Lucero then hit Goimarac on the 66-yard touchdown with 3:46 left in the second quarter to conclude the first-half scoring.
Aztec opened the second half with a 16-play drive that ate 5:58 of game clock, but the drive stalled on the Artesia three-yard line when the Tigers turned the ball over on downs.
In just five plays, Artesia went 97 yards  that concluded with a Eulenbach touchdown pass to Leonard.
Eulenbach found Leonard for another touchdown just three minutes later to tie the game at 35.
Aztec then fumbled the kickoff to set Artesia up on the Tigers’ 13-yard line. One play later, Orasco was in the end zone on a run to the left and Artesia was back on top 42-35.
Refusing to go down late in the third quarter, Aztec drove right back down the field and Hardin scored on a one yard touchdown run following a 45-yard burst through the middle of the Artesia defense.
Right before the end of the third quarter, the Bulldogs took a shot deep with the wind at their backs. Schlueter came down with an interception for the Tigers that set up a 13-play, 92-yard touchdown drive for Aztec. It was Lewis-Adams this time scoring from a yard out.
However, the extra point was blocked, which inevitably would lead to more dramatic moments.
With 5:32 to play, Artesia tied the game when Eulenbach ran in for another score from a yard out. But the extra point went wide of the uprights, leaving the game tied at 48.
Aztec went three-and-out on the next drive and Artesia drove right back down the field to score on a 23-yard pass from Eulenbach to Leonard. Leading 55-48 with just 1:52 to play, the game appeared to be in the hands of the Bulldogs defense, who needed to get Lucero off the field.
It never happened, and Lucero rode off with another impressive playoff victory.
“I think our boys came in here understanding the game plan and they never faltered,” said Steinfeldt. “We have had our ups and downs and Artesia is certainly one of the best teams in the state, but our boys believed.”
After opening the season with consecutive losses to Los Lunas and Goddard, few believed the Tigers could reach a state semifinal game, especially with a trip to Artesia in the quarterfinals.
“It was unexpected. I feel we have earned every bit of what we have achieved for all the odds that have been against us this entire year. We return to Aztec with a proud win,” Quigley said.
Steinfeldt has seen his team improve each week, and Hardin said the team continues to add new plays to the book each week as the team continues to come together.
“All season, we have had a goal of where we want to finish.

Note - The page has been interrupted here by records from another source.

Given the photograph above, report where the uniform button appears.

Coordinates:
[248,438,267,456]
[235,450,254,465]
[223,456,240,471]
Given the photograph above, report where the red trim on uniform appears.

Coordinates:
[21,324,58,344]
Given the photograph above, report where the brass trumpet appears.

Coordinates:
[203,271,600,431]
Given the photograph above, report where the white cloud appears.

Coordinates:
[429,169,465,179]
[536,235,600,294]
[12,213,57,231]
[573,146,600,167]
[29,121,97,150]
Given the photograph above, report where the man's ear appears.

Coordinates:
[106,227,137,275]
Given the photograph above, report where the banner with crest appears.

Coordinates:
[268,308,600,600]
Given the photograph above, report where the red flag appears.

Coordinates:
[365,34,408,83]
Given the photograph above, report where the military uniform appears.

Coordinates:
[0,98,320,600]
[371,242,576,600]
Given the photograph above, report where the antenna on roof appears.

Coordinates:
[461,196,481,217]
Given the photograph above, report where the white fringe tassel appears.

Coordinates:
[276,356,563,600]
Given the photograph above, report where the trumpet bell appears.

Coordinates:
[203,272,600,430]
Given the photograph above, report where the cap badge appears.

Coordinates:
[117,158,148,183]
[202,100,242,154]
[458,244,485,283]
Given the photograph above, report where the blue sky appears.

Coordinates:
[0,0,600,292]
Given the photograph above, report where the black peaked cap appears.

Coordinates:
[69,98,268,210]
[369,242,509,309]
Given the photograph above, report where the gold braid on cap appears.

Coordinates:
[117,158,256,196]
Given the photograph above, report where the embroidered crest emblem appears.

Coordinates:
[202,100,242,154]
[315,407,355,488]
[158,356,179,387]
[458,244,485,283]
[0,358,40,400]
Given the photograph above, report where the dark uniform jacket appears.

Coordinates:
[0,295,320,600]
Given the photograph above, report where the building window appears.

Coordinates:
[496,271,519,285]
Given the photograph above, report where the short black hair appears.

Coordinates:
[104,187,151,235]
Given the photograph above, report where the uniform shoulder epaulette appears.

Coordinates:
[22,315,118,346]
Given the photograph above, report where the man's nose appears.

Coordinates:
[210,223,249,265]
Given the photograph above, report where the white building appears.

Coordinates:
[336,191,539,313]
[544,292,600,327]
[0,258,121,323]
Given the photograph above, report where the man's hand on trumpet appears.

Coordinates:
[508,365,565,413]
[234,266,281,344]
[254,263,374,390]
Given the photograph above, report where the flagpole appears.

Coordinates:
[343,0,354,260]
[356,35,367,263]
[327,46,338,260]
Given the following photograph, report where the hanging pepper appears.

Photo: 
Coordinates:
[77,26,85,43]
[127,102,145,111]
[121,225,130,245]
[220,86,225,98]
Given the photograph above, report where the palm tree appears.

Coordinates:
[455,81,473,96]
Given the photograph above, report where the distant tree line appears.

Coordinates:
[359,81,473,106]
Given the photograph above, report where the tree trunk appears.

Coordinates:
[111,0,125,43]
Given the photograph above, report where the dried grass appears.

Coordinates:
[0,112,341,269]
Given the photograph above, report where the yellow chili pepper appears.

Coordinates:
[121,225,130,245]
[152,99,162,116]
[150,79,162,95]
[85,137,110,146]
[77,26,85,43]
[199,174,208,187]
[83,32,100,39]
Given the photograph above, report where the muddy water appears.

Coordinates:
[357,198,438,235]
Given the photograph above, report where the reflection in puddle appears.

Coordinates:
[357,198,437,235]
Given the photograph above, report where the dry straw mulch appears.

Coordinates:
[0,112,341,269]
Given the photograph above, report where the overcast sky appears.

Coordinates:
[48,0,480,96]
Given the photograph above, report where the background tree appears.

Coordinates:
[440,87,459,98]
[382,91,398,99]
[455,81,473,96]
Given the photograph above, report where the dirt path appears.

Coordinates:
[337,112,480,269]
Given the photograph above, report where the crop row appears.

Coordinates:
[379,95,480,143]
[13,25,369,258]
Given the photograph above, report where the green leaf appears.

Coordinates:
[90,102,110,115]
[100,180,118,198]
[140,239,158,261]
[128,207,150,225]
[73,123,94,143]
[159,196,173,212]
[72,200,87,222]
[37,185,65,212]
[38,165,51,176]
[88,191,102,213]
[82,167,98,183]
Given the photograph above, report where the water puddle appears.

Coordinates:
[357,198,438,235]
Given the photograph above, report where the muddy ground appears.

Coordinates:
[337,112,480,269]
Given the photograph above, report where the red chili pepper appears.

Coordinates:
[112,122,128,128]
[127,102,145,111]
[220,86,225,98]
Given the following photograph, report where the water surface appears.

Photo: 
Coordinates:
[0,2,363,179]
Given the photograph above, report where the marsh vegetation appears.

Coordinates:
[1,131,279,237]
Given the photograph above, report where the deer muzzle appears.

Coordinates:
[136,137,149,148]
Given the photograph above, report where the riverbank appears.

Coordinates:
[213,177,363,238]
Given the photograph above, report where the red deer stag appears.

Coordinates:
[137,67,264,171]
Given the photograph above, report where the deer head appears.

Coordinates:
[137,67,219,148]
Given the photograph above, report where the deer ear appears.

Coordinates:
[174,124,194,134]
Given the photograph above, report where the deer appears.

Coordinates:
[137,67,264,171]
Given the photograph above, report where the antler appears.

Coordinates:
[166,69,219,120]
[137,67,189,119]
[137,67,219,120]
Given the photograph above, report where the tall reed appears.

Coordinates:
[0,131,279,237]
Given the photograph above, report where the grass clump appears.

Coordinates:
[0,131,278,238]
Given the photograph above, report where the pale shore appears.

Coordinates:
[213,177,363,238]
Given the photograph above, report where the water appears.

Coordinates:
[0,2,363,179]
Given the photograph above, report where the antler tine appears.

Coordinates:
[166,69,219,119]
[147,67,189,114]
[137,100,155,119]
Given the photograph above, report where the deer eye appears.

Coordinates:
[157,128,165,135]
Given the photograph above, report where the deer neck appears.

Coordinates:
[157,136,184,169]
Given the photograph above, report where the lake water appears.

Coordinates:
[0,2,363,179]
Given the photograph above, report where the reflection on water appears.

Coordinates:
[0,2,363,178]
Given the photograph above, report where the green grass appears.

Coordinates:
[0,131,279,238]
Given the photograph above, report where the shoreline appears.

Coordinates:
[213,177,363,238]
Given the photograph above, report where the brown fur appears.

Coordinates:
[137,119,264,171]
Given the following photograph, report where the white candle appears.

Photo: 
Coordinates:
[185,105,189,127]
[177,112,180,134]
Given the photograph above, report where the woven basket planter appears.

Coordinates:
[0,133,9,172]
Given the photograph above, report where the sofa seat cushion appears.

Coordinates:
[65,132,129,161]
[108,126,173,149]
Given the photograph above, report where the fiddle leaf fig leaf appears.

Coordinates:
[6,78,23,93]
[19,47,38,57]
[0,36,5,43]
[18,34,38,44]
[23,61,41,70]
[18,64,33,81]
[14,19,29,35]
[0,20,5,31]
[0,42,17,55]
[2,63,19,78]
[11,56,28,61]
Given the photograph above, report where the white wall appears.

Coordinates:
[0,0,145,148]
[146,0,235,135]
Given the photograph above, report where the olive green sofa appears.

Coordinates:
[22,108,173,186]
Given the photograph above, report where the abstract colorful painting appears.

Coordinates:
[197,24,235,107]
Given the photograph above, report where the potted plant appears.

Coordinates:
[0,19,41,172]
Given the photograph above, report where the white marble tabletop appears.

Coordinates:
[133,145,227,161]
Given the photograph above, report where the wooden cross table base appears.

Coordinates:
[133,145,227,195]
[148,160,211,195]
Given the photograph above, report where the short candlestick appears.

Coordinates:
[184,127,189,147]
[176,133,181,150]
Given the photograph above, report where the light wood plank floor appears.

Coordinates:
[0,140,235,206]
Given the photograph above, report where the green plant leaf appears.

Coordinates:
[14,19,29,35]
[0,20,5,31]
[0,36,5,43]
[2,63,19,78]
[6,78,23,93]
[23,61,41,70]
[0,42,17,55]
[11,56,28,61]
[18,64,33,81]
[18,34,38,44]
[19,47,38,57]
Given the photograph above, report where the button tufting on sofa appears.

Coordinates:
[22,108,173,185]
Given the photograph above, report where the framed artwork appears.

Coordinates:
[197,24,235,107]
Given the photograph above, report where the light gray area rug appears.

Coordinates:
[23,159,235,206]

People questioned what direction we were going in, but we have improved each week, and most people who watched today won’t believe we are the same team we were the first few weeks of the year,” Steinfeldt said. “It was exciting to watch our boys in this victory. The guys are extremely psyched.”
Aztec and Los Lunas hooked up in Week 1 of the season at Fred Cook Memorial Stadium with the Tigers of Los Lunas beating Aztec 50-28.

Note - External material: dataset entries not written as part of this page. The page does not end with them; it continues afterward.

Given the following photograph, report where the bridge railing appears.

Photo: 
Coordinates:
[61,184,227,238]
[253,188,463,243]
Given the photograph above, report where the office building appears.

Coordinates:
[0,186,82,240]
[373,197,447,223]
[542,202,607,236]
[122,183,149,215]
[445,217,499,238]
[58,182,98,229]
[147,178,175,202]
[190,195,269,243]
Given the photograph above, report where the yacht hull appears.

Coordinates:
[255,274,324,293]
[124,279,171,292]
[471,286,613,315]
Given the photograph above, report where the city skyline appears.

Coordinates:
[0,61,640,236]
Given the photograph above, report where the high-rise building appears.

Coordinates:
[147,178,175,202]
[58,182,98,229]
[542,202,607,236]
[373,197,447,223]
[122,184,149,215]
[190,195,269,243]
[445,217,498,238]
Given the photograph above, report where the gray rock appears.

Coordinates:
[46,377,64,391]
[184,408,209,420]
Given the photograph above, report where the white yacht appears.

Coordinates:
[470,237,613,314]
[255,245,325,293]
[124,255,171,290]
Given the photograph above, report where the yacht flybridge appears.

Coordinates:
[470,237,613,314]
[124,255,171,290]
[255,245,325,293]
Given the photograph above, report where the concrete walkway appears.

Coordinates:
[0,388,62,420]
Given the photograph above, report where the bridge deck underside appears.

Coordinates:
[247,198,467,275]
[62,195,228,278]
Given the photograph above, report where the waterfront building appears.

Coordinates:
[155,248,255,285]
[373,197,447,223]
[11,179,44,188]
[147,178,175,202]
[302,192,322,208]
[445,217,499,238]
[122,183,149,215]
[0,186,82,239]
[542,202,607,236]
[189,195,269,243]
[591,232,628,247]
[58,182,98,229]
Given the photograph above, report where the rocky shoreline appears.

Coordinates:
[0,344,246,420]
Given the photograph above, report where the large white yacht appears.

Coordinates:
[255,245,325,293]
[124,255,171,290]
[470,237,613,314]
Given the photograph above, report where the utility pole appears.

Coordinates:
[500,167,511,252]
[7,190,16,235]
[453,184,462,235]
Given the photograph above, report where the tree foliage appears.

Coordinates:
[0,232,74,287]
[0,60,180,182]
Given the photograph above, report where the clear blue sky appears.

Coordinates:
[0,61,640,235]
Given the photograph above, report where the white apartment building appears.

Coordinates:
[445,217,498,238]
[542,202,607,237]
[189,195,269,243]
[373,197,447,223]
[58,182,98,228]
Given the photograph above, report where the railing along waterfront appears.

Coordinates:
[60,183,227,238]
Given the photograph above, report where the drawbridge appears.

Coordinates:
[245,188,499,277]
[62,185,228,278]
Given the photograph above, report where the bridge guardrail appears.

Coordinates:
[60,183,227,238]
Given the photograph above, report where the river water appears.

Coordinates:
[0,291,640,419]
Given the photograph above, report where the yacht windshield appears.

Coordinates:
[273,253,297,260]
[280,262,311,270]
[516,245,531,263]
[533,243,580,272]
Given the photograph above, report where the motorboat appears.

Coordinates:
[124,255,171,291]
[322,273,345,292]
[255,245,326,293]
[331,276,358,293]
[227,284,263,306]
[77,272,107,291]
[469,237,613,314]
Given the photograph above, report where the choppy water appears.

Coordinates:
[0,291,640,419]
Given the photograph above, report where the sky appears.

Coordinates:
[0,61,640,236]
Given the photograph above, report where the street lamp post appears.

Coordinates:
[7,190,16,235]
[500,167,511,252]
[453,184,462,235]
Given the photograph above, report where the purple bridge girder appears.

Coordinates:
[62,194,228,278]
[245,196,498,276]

But the Tigers wouldn’t want to face anyone else in the state semifinal as they continue a revenge tour.
“All I can say is, come into our house twice, Los Lunas, and I guarantee you aren’t coming out with two wins,” Dotson said.
Lucero has said all year he believes Aztec is the best team in the state, even following the Week 2 loss at Goddard 63-0.
He has envisioned playing Los Lunas in the state semifinals and Goddard in the title game to avenge the two early season losses, but beating Artesia was all about getting revenge for the 2010 state championship loss in which Brycson King was the quarterback.
“The moment Rinerson scored the winning touchdown, I thought of Brycson King,” Lucero said. “The worst feeling of my life was looking in his eyes knowing we didn’t get him and Matt Hegarty and Tylin Hirsch a ring. I have to say this win is for them and the whole community. We had a great crowd from Aztec drive eight hours here to support us. We got revenge for 2010. We might not get a ring for 2010, but I hope this helps put that whole senior class at ease. We beat them on their turf. It is a great win for any Tiger who has ever played Artesia.”